Monday, 27 November 2017


So - what should I write about today?  How about a strip of wood?  Yeah, go on Gordie, let's see you make the topic of a strip of wood seem interesting.  Okay, I'll give it a go.

I first moved into my current house nearly 45 and a half years ago, and the room I'm typing in was once my brother's room.  He got his own flat around 31 years ago, when we were living in another house before moving back to this one.  (Regular readers will know the story by now.)  It's only in the last year or so that I finally got around to decorating this room, a feat which took me almost 29 years to start, and many, many months to almost - but not quite - complete.  (Still to paint the ceiling and doors.)

The strip of wood above the window, the one to which the curtain rail is attached (it'll have a name, but I don't know what it is), always looked a bit rough to me, though as it was mostly hidden by the curtains, didn't bother me too much.  I should perhaps mention at this point that the family who first lived in this house stayed here for around 17 years, having moved in around 1955, before swapping houses with us in 1972.  My brother never decorated his room until about a year before we moved away in 1983, although that wallpaper was removed during our 4 year absence.

However, the original wallpaper - the paper that our first predecessors had applied (presumably in the '50s) - yet remained.  When I finally got around to re-wallpapering, I merely papered over it, as my brother (or to be more precise, one of his friends) had done back in the early '80s.  There was a reason for such apparent laziness in my case, that being that areas of the walls had been re-plastered over parts of the paper when the house was refurbished during our absence.  Had I attempted to remove the original paper, chunks of plaster could've come away with it, so it was far less trouble to merely leave it in place as if it were lining paper.

I was determined to paint that piece of wood above the window though, so set about it with a sandpaper block - only to find that it was covered with wallpaper.  Yes, believe it or not, when the room had been decorated during the era of Elvis, the wallpaper hadn't been cut around that wooden strip, it had merely been pasted over it - but folded and tucked in around its contours.  It was therefore a simple matter for me to remove the wallpaper from the wooden strip, then sandpaper, undercoat, and gloss it.  I removed the curtain rail first of course, then replaced it when the task was done.

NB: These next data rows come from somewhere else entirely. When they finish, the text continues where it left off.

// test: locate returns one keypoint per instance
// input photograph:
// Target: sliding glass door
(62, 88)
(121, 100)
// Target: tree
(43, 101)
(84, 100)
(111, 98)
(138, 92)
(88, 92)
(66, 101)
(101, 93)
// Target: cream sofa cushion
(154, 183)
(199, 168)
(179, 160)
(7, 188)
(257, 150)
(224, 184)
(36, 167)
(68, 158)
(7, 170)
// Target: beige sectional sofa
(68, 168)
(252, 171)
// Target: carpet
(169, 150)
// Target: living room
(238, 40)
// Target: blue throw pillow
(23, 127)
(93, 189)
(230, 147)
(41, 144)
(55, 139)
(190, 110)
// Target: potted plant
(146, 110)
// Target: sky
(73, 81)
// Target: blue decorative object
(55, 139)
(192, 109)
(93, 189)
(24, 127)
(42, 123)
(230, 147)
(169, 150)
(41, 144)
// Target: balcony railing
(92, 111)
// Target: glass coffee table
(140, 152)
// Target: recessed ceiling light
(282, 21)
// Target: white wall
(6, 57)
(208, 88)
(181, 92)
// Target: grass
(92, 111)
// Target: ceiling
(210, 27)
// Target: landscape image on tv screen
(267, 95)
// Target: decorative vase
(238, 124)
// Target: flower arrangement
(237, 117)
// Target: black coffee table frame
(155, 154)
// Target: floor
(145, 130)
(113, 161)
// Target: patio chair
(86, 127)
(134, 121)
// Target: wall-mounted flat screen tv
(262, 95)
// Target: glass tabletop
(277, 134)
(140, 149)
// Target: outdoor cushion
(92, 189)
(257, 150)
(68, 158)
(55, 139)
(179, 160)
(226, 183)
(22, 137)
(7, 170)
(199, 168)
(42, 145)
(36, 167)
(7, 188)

So, just think - that strip of wood had been covered with wallpaper since the '50s and had never been painted since council workmen had put the finishing touches to the house before it welcomed its first occupants 62 years ago.  I feel a real sense of accomplishment in being the first tenant to paint that piece of wood in the house's history.  I find that fascinating, so surely it must be at least vaguely interesting to the rest of you?

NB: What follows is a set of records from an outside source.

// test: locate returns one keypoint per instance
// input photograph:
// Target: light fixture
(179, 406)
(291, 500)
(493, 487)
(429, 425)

No?  Well, I did my best.  (Tough crowd.)


Dave S said...

I recently watched a documentary about the Scottish architect Alexander 'Greek' Thomson and it featured a guy who now lives in Greek Thomson's former home. He has redecorated in a way sympathetic to the original decor but has left a small patch near the top of the wall uncovered, showing the original decades-old paint that the architect himself applied to the wall.

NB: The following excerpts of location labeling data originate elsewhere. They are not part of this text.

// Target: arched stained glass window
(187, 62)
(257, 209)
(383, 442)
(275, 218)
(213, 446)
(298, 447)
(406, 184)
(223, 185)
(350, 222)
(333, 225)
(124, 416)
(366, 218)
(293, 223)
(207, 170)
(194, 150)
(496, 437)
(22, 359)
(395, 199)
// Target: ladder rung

Made me wish that I had done the same throughout my life - I'd like to have a row of squares along the top of my bedroom wall with each one showing a different paint colour or wallpaper that had once graced the wall (although since I no longer live in the house I grew up in, it would only go back about 20 years).

Kid said...

I suppose I can take some satisfaction from the fact that most of the original wallpaper that was applied in one room long before my family even lived in the house, is still in place under the paper I applied several months to a year back. Took me ages, as I could only apply 2 or 3 sheets at a time about once a week or so. (Problems with energy levels, alas, but I got there in the end.)